Het voordeel van deze methoden is dat ze in staat zijn om het beleidseffect nauwkeurig in te schatten. Het nadeel is echter dat ze weinig inzicht geven in hoe deze effecten bereikt worden. Contributieve methoden, beschreven onder het volgende kopje, zijn daar beter op gericht. Onderstaand staan links naar methoden in databank van onderzoekmethoden:
Contributieve methoden
Contributieve methoden zijn erop gericht op het plausibel maken dat en het verklaren hoe en of beleid heeft bijgedragen aan de doelstellingen (contributie). In tegenstelling tot de attributieve methoden geven contributieve methoden dus inzicht in hoe de effecten tot stand zijn gekomen. De contributieve benadering is geschikt voor het toetsen van meer complexe beleidstheorieën, het verklaren van het beleidseffect (hoe heeft het beleid bijgedragen?), en het evalueren van beleid als er geen goede controlegroep gevonden kan worden.

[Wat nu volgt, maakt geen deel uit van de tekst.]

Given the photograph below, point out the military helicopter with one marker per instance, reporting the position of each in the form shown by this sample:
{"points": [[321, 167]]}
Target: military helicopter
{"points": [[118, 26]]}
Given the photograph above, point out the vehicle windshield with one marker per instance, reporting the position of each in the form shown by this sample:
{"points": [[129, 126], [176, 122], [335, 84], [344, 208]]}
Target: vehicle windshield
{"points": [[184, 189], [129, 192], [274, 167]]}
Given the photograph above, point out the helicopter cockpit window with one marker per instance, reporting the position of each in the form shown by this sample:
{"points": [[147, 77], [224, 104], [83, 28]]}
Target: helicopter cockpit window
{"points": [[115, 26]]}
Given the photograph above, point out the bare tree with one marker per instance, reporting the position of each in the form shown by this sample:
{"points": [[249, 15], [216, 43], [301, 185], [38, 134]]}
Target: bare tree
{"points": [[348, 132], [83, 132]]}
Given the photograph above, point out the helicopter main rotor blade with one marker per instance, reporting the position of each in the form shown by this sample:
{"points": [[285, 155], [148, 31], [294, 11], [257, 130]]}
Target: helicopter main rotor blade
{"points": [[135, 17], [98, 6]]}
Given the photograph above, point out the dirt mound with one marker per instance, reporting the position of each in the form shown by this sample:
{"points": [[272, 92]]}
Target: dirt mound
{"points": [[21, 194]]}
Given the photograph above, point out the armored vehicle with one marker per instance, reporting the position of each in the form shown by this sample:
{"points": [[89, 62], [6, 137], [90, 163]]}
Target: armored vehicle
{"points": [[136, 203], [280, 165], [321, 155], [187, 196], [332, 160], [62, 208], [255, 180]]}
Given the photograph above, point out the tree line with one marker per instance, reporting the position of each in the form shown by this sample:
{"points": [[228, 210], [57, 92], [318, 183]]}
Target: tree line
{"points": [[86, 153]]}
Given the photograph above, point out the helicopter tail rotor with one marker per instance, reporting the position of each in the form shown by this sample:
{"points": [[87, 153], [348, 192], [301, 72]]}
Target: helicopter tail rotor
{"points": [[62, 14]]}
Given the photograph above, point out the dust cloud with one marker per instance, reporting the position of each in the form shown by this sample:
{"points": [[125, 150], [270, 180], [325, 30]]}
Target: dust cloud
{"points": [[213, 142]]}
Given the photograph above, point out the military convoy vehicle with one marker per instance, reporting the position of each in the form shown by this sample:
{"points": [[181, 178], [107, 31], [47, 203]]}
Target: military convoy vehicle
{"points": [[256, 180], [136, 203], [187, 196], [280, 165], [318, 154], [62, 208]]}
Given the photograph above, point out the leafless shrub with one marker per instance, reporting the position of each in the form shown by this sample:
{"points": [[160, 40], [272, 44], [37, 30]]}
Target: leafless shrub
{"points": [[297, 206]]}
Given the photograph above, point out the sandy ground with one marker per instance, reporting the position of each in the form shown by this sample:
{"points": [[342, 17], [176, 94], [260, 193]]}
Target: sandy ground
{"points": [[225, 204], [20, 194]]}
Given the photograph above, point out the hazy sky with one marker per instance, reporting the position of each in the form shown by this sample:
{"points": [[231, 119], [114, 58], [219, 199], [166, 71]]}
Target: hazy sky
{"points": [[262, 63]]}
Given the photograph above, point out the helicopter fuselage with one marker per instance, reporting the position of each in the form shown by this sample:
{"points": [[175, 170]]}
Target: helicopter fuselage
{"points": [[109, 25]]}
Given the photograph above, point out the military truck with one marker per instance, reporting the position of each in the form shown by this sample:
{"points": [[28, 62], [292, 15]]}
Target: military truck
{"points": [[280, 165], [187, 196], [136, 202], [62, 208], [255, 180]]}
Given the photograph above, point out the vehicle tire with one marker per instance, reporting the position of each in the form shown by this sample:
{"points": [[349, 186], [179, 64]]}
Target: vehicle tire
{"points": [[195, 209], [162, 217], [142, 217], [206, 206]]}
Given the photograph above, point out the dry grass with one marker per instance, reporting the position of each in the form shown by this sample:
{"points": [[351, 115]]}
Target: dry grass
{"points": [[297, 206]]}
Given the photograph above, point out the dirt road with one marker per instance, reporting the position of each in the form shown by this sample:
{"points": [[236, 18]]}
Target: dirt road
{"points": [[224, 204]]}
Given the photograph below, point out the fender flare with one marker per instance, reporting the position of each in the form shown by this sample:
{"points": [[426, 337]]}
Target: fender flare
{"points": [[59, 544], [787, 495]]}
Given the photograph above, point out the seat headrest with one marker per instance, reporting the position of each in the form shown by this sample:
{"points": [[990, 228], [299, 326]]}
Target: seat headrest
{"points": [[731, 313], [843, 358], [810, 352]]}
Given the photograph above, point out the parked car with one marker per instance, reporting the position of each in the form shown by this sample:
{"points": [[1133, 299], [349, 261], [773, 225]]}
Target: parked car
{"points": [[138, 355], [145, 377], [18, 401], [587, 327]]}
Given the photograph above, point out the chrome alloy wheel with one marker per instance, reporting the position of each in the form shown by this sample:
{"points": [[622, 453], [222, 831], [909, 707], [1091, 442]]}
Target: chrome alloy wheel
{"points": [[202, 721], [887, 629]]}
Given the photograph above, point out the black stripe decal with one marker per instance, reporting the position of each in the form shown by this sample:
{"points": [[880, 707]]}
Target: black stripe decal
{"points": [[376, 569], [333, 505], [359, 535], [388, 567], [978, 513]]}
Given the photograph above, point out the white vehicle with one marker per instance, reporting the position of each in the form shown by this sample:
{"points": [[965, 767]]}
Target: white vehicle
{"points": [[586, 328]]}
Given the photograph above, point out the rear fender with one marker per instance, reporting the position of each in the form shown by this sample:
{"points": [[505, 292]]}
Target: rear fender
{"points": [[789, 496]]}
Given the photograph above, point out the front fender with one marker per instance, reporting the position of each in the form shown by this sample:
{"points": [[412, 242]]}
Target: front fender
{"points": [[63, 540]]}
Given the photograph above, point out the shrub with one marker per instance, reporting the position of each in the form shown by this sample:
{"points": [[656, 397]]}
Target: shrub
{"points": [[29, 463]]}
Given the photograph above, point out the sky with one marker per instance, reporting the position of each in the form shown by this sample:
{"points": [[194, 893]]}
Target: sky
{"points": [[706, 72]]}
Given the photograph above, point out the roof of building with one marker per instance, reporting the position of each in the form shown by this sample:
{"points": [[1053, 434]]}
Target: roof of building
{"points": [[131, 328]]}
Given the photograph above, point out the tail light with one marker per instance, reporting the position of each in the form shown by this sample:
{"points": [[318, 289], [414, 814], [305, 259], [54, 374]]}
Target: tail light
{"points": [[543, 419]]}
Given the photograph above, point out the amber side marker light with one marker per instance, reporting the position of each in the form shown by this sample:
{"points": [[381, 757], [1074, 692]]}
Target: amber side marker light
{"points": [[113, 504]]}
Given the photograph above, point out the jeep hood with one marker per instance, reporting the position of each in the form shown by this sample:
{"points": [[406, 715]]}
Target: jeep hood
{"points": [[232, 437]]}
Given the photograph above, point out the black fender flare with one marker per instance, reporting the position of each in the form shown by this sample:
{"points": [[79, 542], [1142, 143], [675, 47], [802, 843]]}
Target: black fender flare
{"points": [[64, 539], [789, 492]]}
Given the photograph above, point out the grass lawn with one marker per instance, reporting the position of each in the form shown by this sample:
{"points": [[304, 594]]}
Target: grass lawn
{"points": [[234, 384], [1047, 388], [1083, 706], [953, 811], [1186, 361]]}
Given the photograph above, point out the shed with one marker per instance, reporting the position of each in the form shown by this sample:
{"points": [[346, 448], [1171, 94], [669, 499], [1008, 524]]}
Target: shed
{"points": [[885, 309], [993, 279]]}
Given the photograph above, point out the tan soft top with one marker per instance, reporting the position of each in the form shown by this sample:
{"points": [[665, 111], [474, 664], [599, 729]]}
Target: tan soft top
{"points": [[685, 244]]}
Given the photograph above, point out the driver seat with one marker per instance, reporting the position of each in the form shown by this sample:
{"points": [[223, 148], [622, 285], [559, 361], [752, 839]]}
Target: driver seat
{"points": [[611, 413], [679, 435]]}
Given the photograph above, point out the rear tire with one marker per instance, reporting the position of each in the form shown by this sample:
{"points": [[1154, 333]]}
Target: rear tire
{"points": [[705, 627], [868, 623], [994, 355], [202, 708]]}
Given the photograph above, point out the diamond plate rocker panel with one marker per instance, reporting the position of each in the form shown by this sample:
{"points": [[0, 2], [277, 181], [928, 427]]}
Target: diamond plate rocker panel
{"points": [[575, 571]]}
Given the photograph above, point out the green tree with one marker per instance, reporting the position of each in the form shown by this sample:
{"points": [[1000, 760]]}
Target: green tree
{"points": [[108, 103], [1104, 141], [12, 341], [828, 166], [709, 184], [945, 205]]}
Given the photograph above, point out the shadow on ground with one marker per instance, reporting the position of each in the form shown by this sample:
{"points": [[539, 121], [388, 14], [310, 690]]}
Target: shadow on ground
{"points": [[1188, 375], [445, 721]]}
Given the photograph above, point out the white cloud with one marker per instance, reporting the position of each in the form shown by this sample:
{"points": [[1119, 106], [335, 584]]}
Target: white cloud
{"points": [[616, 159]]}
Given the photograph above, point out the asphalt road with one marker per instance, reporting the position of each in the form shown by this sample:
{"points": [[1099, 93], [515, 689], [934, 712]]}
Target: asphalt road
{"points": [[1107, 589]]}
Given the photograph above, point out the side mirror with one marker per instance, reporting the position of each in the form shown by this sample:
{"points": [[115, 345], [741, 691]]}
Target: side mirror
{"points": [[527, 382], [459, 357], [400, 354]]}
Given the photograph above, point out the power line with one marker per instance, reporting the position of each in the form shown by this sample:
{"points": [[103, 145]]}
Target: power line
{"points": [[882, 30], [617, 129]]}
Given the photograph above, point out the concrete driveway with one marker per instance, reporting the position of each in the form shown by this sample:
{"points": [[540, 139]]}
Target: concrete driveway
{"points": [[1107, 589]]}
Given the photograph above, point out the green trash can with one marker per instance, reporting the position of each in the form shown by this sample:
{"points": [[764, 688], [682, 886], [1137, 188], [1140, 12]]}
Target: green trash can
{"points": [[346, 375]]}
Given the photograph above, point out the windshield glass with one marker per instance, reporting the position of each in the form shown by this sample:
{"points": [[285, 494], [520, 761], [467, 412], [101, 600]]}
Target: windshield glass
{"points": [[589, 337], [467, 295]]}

Om de contributie te analyseren maak je gebruik van theory-based methoden. Dit zijn methoden die erop zijn gericht om de schakels in de beleidstheorie te toetsen. Is er voldoende bewijs dat de causale schakels in de beleidstheorie werken als verwacht, om alternatieve verklaringen uit te sluiten? Met deze methoden kun je conclusies trekken over de plausibiliteit dat het gevoerde beleid een bijdrage heeft geleverd, en over hoe die bijdrage tot stand is gekomen. Voorwaarden voor deze methoden zijn:
- Een goed onderbouwde beleidstheorie, inclusief de gemaakte aannames over de werking van het beleid.
- Kwalitatieve en kwantitatieve informatie die gebruikt kan worden om de schakels te toetsen.
- Het trianguleren van verschillende databronnen om de conclusies ter versterken.
- Het uitsluiten van alternatieve verklaringen voor de geobserveerde uitkomsten.
Onderstaand staan links naar methoden in databank van onderzoekmethoden:
Outcome mapping
Outcome Mapping (OM) is een uitgebreide methode met als doel om te verklaren waarom bepaalde duurzame gedragsveranderingen wel of niet tot stand komen bij specifieke doelgroepen.
Contributie analyse & process tracing
Contribution analysis en process tracing zijn kwalitatieve methoden gericht op het onderzoeken (‘openen’) van de black box van beleid. Ze kunnen inzicht geven in de werking van beleid. Beide methoden worden vaak gebruikt binnen case studies.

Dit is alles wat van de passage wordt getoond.